ECO9-MXUYAAzFnB.jpg:large


:D Dense Pack cartoon or ad

 
Last edited:
A couple of reports on the MX Deep basing concept. There is slight variation in how the system is layed out, but It is likely that is result of further development as opposed a new system. However, there is one pattern that consists of a wheel shape complex (one such depiction shown here), which likely is a variant of the Golden Arrow design
1.PNG
 
I never fully understood or liked dense pack as an idea. Much of its pros also seemed to be cons.
Oh yes, it made no sense whatsoever. At least not when it was proposed, in the 1960s it was a fine idea.

The underlying idea was that whichever RV arrived first would do two things:

1) explode at low altitude and give off a shockwave
2) throw massive amounts of dirt into the air

(1) was supposed to wipe out any other RVs that were "close", although I no longer remember how close was close. but within seconds
(2) would sandpaper anything further back, about 10 seconds to 5 minutes, into dust

(2) had long been offered as an alternative to ABMs.
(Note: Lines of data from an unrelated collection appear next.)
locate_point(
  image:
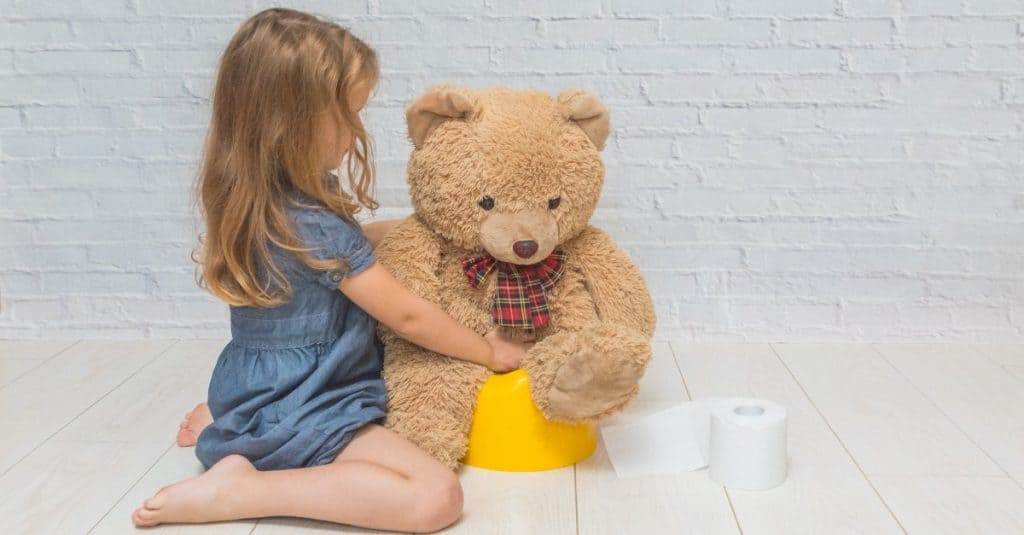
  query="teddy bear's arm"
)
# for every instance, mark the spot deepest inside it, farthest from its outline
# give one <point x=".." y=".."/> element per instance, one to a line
<point x="614" y="282"/>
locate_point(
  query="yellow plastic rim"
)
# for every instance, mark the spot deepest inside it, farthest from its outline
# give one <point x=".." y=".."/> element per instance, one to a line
<point x="510" y="434"/>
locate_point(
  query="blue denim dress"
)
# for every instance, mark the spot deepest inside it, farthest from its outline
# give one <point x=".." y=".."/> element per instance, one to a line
<point x="298" y="380"/>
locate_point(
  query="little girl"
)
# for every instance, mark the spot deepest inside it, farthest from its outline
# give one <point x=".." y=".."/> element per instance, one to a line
<point x="296" y="397"/>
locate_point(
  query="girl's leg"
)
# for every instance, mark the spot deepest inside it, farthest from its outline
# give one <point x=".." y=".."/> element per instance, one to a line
<point x="380" y="482"/>
<point x="194" y="423"/>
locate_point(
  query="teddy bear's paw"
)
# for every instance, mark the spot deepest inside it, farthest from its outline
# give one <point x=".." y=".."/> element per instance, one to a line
<point x="599" y="378"/>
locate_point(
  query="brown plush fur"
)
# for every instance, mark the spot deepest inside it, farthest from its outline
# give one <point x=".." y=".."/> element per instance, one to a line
<point x="521" y="149"/>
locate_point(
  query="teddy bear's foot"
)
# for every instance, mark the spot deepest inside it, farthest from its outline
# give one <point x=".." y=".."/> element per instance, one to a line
<point x="600" y="375"/>
<point x="444" y="441"/>
<point x="431" y="400"/>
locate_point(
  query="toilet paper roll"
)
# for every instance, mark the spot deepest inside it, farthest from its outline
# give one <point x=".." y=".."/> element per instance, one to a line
<point x="748" y="444"/>
<point x="741" y="441"/>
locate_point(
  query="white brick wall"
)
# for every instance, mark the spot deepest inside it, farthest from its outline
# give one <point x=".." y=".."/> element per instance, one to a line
<point x="784" y="169"/>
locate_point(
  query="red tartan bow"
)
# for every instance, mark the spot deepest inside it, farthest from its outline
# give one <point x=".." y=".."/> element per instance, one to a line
<point x="520" y="300"/>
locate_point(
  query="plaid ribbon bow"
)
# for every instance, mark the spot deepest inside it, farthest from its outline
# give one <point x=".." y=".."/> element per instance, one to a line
<point x="520" y="301"/>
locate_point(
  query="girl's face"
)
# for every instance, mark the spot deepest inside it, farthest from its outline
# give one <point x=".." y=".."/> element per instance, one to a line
<point x="336" y="141"/>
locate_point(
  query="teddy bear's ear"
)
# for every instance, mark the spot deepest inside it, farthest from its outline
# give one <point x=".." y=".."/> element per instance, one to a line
<point x="437" y="104"/>
<point x="588" y="112"/>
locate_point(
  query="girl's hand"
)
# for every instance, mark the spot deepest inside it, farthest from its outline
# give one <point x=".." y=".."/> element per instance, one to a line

There had been proposals to bury small warheads around the silos to create a "dust defense". However, this would have poisoned the entire east coast, so not so much uptake. But in this case, the Sovs were the ones causing the dust, so you might as well use it.

Now it's a dumb idea because by the 1980s most of those RVs are being tossed by MIRV, so they're all arriving at basically the same time. With a LITTLE work, you can make them go off within a millisecond or so, during which time the shock wave hasn't reached the silo beside it and the second RV sees nothing. This was the primary reason they gave up.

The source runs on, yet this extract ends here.